Ainda quando estava na cadeira que agora é de Couto, o inelegível Cláudio Castro usava suas contas em plataformas para rebater críticas de adversários políticos como o ex-prefeito Eduardo Paes e o deputado federal Otoni de Paula (ambos do PSD). Porém, mantinha silêncio sobre os atos do sucessor.
A nova fase de Castro foi inaugurada quando ele publicou um vídeo, na quarta-feira, 6 de maio, criticando a transferência do programa Segurança Presente da Secretaria de Governo para o comando da Polícia Militar. O programa paga policiais de folga para supostamente reforçar o patrulhamento em áreas de grande fluxo de pessoas.

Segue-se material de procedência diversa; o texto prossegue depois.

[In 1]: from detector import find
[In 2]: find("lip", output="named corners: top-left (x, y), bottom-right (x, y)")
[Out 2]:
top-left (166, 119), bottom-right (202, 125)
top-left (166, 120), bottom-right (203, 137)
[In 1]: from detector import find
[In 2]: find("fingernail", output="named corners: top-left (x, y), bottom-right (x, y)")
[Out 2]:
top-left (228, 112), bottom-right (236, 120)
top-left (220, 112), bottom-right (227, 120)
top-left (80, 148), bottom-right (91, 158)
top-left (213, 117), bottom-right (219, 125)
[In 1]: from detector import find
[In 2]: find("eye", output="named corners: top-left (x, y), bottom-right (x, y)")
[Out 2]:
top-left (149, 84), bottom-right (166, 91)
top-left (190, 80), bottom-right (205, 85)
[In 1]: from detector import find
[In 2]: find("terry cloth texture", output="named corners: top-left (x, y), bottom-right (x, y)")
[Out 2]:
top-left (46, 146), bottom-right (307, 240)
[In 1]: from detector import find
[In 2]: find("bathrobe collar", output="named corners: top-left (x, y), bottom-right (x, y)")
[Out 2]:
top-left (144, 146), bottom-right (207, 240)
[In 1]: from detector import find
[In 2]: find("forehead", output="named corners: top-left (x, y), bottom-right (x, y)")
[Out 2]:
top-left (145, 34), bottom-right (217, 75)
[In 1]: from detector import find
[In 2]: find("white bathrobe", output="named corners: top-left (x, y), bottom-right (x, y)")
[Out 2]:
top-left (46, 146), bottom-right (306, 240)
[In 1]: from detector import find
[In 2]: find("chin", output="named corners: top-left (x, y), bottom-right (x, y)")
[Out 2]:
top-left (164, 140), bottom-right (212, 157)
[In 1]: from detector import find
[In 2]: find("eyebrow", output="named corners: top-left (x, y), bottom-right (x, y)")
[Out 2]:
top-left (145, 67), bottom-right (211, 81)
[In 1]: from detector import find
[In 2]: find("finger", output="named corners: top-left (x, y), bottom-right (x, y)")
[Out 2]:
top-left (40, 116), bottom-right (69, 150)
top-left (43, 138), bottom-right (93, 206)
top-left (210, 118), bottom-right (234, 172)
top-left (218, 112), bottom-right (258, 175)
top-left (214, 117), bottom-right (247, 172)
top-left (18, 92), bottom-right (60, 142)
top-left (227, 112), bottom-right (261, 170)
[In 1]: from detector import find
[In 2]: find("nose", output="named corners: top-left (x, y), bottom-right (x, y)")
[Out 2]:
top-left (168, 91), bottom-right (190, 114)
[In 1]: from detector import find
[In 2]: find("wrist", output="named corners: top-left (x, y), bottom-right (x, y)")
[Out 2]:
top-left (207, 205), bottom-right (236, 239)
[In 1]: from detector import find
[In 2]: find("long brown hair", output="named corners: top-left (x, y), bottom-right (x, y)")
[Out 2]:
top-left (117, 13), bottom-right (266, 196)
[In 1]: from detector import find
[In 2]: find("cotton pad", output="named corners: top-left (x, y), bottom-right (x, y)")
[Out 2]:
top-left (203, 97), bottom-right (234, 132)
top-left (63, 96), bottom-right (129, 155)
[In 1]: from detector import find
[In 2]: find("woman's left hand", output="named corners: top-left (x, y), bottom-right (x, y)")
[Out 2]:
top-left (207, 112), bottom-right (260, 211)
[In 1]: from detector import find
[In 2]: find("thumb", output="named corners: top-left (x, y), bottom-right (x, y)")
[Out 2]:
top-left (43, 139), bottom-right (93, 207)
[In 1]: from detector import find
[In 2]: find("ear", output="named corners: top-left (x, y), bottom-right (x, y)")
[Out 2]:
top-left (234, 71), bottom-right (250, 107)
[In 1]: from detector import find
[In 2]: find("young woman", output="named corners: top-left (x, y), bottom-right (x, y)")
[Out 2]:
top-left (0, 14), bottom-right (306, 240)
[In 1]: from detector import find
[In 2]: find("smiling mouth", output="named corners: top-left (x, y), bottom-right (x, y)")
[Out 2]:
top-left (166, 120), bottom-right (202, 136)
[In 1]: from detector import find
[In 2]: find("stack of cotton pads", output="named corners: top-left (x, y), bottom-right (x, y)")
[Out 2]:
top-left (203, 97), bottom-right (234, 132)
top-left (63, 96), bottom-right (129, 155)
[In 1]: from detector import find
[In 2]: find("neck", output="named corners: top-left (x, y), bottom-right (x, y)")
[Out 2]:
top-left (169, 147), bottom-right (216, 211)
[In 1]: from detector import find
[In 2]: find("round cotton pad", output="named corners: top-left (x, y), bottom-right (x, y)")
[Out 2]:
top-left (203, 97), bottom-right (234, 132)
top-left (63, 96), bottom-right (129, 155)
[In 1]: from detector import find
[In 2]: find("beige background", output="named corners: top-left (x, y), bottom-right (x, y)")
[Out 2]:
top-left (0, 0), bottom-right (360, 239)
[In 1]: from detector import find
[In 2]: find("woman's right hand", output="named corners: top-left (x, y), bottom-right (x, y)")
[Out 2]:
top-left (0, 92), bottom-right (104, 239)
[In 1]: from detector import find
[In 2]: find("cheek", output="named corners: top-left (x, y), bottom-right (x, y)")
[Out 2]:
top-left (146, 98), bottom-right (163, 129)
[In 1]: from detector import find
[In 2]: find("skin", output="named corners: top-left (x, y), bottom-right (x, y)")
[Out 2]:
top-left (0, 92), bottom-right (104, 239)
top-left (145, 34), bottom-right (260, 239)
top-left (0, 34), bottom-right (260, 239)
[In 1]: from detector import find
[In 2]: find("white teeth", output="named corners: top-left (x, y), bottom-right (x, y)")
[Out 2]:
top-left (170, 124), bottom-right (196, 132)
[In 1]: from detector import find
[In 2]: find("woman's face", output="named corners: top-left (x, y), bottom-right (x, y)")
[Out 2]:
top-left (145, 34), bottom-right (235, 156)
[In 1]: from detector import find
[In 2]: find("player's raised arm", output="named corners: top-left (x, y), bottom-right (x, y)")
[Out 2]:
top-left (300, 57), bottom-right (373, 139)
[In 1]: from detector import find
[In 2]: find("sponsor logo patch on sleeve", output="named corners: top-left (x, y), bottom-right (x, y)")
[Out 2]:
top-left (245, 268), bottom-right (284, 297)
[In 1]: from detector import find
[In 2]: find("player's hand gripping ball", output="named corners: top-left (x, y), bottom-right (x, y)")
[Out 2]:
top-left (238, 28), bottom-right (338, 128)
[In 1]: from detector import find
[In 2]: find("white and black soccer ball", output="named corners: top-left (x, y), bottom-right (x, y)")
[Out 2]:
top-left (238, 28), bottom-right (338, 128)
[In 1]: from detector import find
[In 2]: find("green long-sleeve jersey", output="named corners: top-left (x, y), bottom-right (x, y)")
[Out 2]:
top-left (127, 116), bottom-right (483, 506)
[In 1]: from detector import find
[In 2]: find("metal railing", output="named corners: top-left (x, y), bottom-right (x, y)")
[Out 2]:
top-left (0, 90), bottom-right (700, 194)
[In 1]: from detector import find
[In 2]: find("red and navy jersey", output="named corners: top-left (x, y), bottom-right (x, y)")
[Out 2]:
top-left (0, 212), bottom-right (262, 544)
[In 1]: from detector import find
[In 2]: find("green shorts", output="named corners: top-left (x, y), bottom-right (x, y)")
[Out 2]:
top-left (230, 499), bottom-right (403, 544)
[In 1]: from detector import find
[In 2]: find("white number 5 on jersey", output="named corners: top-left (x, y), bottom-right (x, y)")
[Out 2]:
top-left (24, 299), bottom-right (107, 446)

O ex-governador só esqueceu de comentar o motivo das explicações atravessadas nas redes, mas a equipe de Couto confirmou o que já era segredo de polichinelo nas rodas políticas do estado: tudo envolvendo o Segurança Presente – da escolha das sedes à nomeação de comandantes e até a escolha dos policiais contratados era moeda de troca com a Assembleia Legislativa.
O Segurança Presente ajudou a pavimentar a cassação e consequente inelegibilidade de Castro no Tribunal Superior Eleitoral (TSE). Um dos principais vetores da contratação de cabos eleitorais no escândalo dos cargos secretos foi o projeto Observatório Social do Segurança Presente, vinculado à Uerj. Em 2022, o projeto teve orçamento de quase R$ 125 milhões. A bolada serviu para contratar centenas apadrinhados políticos da base de Castro com remunerações mensais de até R$ 32 mil, como revelou o portal UOL em 2022.
A mais insólita dessas contratações foi a do advogado Aislan de Souza Coelho, que atuou como tesoureiro da campanha de Cláudio Castro na última campanha eleitoral. Coelho recebeu R$ 70 mil dos cofres públicos, mas nunca ficou claro o que ele fazia no projeto.